THANKS SAM "SAMSRAM"
:question: :question:


----------



## Greg (Sep 16, 2003)

Sam,

Got this from a Yahoo search.

Willie G. Nunez
12015 Oconnor Rd
San Antonio, TX 
(210) 967-7330


----------



## SAM SAMSRAM (Apr 20, 2004)

*WILLIE HAS BEEN FOUND*

 Thank you Greg. I have his e-mail he gave me before he went fishing and moved to his new place . I have sent a number of e-mail's but no return .Do you know if he has a new e-mail? If he does can you give me a PM thanks.SAM


----------



## aegt5000 (Feb 22, 2004)

Last I heard was Willie had mounted a new propulsion system to 
his tractor and entered it into the X-Project. 
:furious:


----------



## SAM SAMSRAM (Apr 20, 2004)

*Willie on the X-Project*

  
I knew I should NOT have talked to him about when I lived back in ROSWELL N.M.I was just given him a bad time telling him about the small funny looking tractor owners back there:alien2: :alien2: :alien2: :alien2:
I did tell him it was a :secret: and to be very careful about what he put on his tractor.I got word that he got a new tractor and it looked somewhat like this one :ufo: .
Thanks just remember that. POOR WILLIE.


----------



## bontai Joe (Sep 16, 2003)

I've tried several times to contact Willie, with no success. I sadly believe he has moved on to other activities.


----------



## ducati996 (Dec 27, 2003)

:furious: :furious: :furious:


----------



## snowmower (May 19, 2004)

I miss Willie, the man has ingenuity.

Greg, may I suggest you remove his coordinates. I'm not real sure he'd like to share that kind of info with the world.

SnowMower


----------



## guest2 (Dec 27, 2003)

> _Originally posted by snowmower _
> *I miss Willie, the man has ingenuity.
> 
> Greg, may I suggest you remove his coordinates. I'm not real sure he'd like to share that kind of info with the world.
> ...


If Greg got it from a Yahoo search, it's already shared with the world. I'm also thinking "Willie Nunez" might be a fairly common name.


----------



## aguysmiley (Jul 2, 2004)

I thought Willie Nunez was the character that killed Patrick Swayzee in the movie "Ghost"?


----------



## Greg (Sep 16, 2003)

Snowmower,

Willie's address and tel number are available to anyone who types his name in the "People Finder" located on the main page of Yahoo.
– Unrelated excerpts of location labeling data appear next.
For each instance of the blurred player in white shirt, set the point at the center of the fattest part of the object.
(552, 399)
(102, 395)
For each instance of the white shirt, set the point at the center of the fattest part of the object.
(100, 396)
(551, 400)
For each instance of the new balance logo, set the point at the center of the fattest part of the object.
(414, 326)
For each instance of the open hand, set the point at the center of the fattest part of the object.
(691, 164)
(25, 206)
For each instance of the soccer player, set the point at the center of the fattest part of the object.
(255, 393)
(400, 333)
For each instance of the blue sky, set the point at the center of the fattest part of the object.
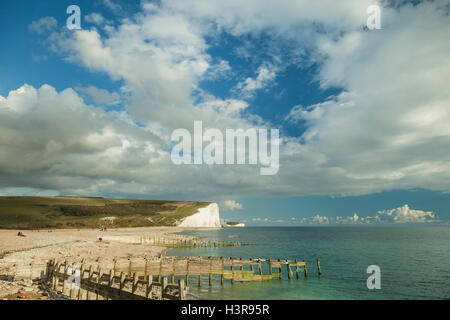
(364, 130)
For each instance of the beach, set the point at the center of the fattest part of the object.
(23, 259)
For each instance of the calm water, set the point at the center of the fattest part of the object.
(414, 262)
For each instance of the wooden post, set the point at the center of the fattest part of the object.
(129, 267)
(163, 287)
(99, 277)
(81, 280)
(145, 268)
(270, 268)
(173, 270)
(318, 267)
(182, 293)
(305, 270)
(110, 280)
(200, 274)
(65, 269)
(89, 280)
(242, 265)
(31, 271)
(260, 267)
(210, 271)
(223, 268)
(187, 271)
(55, 277)
(232, 270)
(280, 270)
(148, 285)
(134, 286)
(122, 282)
(72, 272)
(160, 269)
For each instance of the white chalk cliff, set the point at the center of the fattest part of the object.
(207, 217)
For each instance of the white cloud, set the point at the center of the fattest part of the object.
(43, 25)
(100, 96)
(389, 130)
(266, 75)
(95, 18)
(405, 215)
(399, 215)
(230, 205)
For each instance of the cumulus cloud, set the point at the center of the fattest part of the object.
(387, 130)
(231, 205)
(398, 216)
(43, 25)
(266, 74)
(100, 96)
(405, 215)
(95, 18)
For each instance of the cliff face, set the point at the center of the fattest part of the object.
(207, 217)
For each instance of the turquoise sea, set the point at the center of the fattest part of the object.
(414, 261)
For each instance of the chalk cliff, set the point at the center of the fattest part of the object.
(207, 217)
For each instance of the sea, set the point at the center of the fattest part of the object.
(414, 262)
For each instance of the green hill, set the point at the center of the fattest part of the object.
(77, 212)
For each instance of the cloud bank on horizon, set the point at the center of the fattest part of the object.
(400, 215)
(386, 129)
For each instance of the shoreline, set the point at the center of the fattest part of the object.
(24, 258)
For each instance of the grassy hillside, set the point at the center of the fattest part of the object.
(74, 212)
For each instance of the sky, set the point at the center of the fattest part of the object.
(363, 114)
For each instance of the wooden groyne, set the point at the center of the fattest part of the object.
(234, 269)
(175, 242)
(90, 283)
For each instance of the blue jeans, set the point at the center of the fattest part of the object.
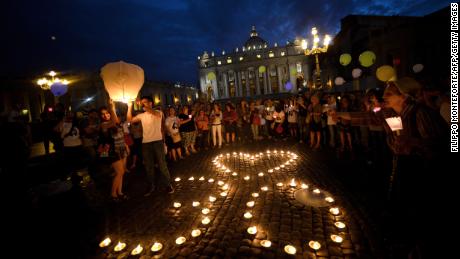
(151, 152)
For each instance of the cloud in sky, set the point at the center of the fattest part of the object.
(165, 37)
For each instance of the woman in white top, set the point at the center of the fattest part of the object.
(216, 124)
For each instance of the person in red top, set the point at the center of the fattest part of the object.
(230, 118)
(202, 125)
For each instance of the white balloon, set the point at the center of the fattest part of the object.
(417, 68)
(339, 81)
(356, 72)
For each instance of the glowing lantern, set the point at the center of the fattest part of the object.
(156, 247)
(288, 86)
(262, 69)
(329, 199)
(417, 68)
(180, 240)
(265, 243)
(106, 242)
(314, 245)
(367, 58)
(123, 81)
(395, 123)
(290, 250)
(137, 250)
(196, 232)
(58, 89)
(345, 59)
(205, 221)
(334, 211)
(356, 72)
(386, 73)
(120, 246)
(336, 238)
(252, 230)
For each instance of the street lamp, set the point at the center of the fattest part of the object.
(46, 83)
(315, 50)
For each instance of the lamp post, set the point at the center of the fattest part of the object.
(316, 50)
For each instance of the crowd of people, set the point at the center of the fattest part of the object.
(148, 138)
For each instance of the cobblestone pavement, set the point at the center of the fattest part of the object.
(245, 181)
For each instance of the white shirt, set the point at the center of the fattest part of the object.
(151, 127)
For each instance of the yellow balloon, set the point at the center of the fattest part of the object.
(345, 59)
(386, 73)
(211, 76)
(367, 58)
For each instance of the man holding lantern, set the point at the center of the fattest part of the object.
(152, 143)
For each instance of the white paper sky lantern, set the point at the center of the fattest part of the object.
(395, 123)
(123, 81)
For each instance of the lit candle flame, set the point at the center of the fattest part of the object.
(252, 230)
(120, 246)
(205, 221)
(266, 243)
(248, 215)
(156, 247)
(180, 240)
(105, 242)
(137, 250)
(314, 245)
(196, 232)
(290, 250)
(336, 238)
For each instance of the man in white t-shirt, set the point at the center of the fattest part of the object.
(152, 143)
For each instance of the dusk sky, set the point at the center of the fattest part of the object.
(164, 37)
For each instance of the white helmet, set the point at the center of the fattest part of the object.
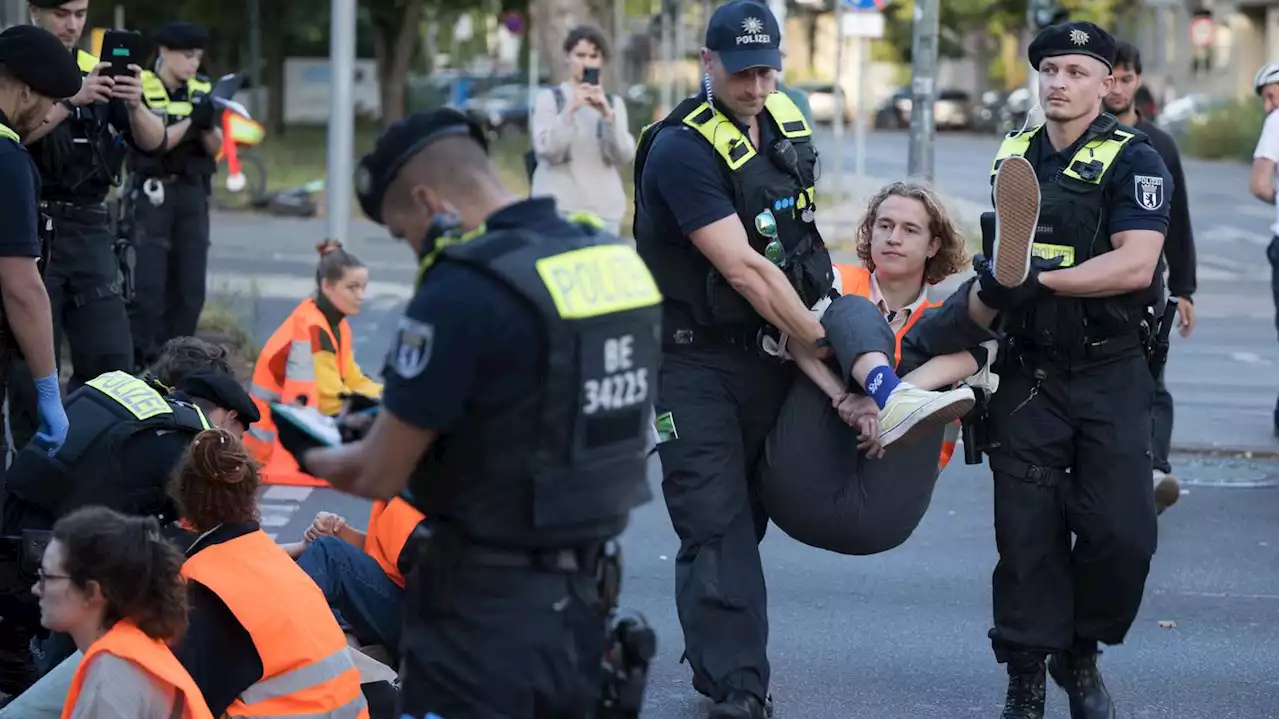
(1267, 74)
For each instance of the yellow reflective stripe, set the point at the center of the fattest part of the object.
(1104, 152)
(722, 133)
(263, 393)
(86, 62)
(1051, 251)
(1014, 145)
(261, 435)
(598, 280)
(136, 395)
(300, 679)
(300, 365)
(787, 115)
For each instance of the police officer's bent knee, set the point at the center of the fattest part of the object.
(80, 152)
(35, 72)
(1073, 412)
(168, 193)
(516, 410)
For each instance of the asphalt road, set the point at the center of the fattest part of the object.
(903, 635)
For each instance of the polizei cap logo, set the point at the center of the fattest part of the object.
(754, 30)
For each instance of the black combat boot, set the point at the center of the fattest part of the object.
(1077, 672)
(1025, 697)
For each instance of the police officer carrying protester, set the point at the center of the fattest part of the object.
(1082, 209)
(35, 73)
(169, 193)
(80, 151)
(517, 412)
(1179, 255)
(725, 219)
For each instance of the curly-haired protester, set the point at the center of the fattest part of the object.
(113, 584)
(824, 477)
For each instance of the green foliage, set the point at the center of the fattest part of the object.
(1228, 132)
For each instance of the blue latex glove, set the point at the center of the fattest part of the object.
(53, 416)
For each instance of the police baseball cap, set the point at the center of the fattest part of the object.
(181, 35)
(224, 392)
(398, 145)
(39, 59)
(745, 35)
(1073, 39)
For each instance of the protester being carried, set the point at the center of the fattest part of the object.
(839, 488)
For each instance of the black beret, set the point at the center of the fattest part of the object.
(181, 35)
(37, 58)
(1073, 39)
(402, 141)
(223, 390)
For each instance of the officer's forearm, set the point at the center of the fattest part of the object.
(26, 305)
(147, 128)
(53, 119)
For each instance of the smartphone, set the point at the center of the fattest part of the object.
(122, 47)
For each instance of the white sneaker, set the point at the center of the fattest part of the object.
(912, 411)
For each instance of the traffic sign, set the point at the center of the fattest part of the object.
(1202, 31)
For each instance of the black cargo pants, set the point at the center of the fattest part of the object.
(1074, 458)
(723, 401)
(499, 642)
(83, 283)
(172, 247)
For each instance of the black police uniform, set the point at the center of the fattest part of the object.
(172, 234)
(694, 168)
(540, 454)
(36, 58)
(1072, 418)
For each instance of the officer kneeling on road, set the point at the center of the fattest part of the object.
(1080, 214)
(35, 72)
(517, 411)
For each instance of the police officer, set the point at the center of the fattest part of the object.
(516, 410)
(80, 151)
(169, 193)
(725, 219)
(35, 73)
(1082, 209)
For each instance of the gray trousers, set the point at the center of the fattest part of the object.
(814, 482)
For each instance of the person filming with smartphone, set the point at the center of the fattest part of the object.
(581, 137)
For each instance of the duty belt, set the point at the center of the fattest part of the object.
(86, 214)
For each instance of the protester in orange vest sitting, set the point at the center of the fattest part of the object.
(362, 573)
(112, 582)
(310, 360)
(837, 488)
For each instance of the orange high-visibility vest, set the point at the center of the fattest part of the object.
(284, 372)
(389, 527)
(306, 669)
(858, 280)
(127, 641)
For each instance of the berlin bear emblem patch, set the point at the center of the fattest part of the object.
(1148, 191)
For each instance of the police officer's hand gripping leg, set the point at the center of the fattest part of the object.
(516, 411)
(1080, 218)
(725, 218)
(35, 72)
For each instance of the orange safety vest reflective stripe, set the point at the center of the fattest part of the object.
(127, 641)
(389, 527)
(306, 669)
(858, 280)
(286, 371)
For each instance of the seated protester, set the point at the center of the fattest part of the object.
(113, 584)
(362, 573)
(310, 360)
(839, 488)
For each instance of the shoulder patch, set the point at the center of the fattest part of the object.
(412, 349)
(1148, 191)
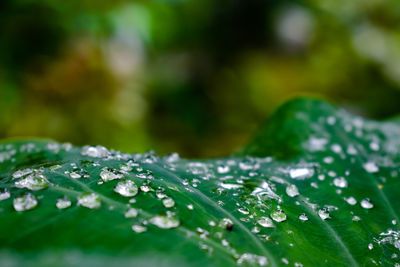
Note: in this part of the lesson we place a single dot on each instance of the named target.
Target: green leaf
(316, 187)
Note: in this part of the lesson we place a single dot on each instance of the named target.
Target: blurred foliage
(193, 76)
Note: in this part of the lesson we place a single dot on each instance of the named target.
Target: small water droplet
(265, 222)
(110, 174)
(165, 222)
(168, 202)
(371, 167)
(25, 202)
(139, 228)
(366, 203)
(323, 214)
(292, 190)
(63, 203)
(303, 217)
(351, 200)
(278, 216)
(5, 194)
(35, 181)
(126, 188)
(131, 213)
(340, 182)
(89, 200)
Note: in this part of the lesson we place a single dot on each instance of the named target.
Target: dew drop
(323, 214)
(139, 228)
(126, 188)
(366, 203)
(303, 217)
(5, 194)
(89, 200)
(165, 222)
(301, 173)
(109, 175)
(278, 216)
(340, 182)
(371, 167)
(131, 213)
(168, 202)
(63, 203)
(35, 181)
(25, 202)
(351, 200)
(265, 222)
(292, 191)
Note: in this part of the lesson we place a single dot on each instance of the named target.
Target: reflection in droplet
(63, 203)
(25, 202)
(5, 194)
(131, 213)
(278, 216)
(165, 222)
(126, 188)
(366, 203)
(292, 191)
(265, 222)
(89, 200)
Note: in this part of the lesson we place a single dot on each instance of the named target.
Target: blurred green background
(193, 76)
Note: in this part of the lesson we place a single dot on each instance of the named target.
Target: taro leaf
(316, 187)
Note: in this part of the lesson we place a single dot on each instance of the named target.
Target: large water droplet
(131, 213)
(323, 214)
(303, 217)
(366, 203)
(168, 202)
(35, 181)
(63, 203)
(340, 182)
(89, 200)
(278, 216)
(139, 228)
(165, 222)
(292, 190)
(25, 202)
(265, 222)
(110, 174)
(126, 188)
(5, 194)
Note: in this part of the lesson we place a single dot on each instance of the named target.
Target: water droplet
(340, 182)
(351, 200)
(5, 194)
(139, 228)
(323, 214)
(168, 202)
(89, 200)
(223, 169)
(303, 217)
(371, 167)
(165, 222)
(301, 173)
(366, 203)
(278, 216)
(95, 151)
(25, 202)
(251, 259)
(292, 190)
(131, 213)
(63, 203)
(126, 188)
(110, 174)
(35, 181)
(265, 222)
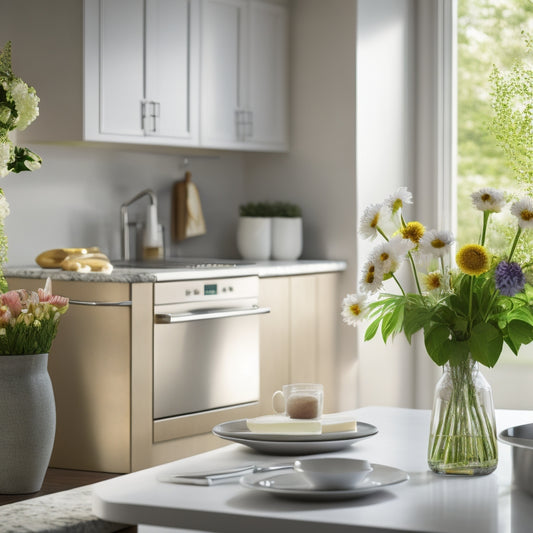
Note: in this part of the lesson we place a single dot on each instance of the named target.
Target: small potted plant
(254, 231)
(287, 233)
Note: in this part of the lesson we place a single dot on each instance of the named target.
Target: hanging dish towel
(188, 219)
He has given his name, his home town freely on the various forums he has visited. It would be just as easy, I guess, to call 411 and get his tel # and talk to him directly. People Finder is nothing more than a telephone white pages...online.


----------



## ducati996 (Dec 27, 2003)

> _Originally posted by Greg _
> *Snowmower,
> 
> Willie's address and tel number are available to anyone who types his name in the "People Finder" located on the main page of Yahoo. He has given his name, his home town freely on the various forums he has visited. It would be just as easy, I guess, to call 411 and get his tel # and talk to him directly. People Finder is nothing more than a telephone white pages...online. *


I bet he is wondering why he is on every spam & telemarketers lists, but he cant quite put his finger on it as to why....:furious: 

I do remember his last posts pertaining to failures on his machine....not surprising I guess...

Ducati


----------



## ducati996 (Dec 27, 2003)

Can somebody call that number and ask if its the original "willie" ?


----------



## Greg (Sep 16, 2003)

You might get some guy that says "No, but I'll switch you to my wife"!


----------



## guest (Sep 16, 2003)

thanks for the address Greg.. 

I just signed willie up for a yearly subscription to playgirl & Mens health... 


j/k j/k j/k :furious: :furious:


Willie if you are out there... hope all is well.


----------



## Greg (Sep 16, 2003)

SJ,

I got him Hustler and Soldier of Fortune!:smoking:


----------



## bontai Joe (Sep 16, 2003)

> _Originally posted by simple_john _
> *thanks for the address Greg..
> 
> I just signed willie up for a yearly subscription to playgirl & Mens health...
> ...


"I got him Hustler and Soldier of Fortune!"

And you guys wonder why he doesn't post here anymore


----------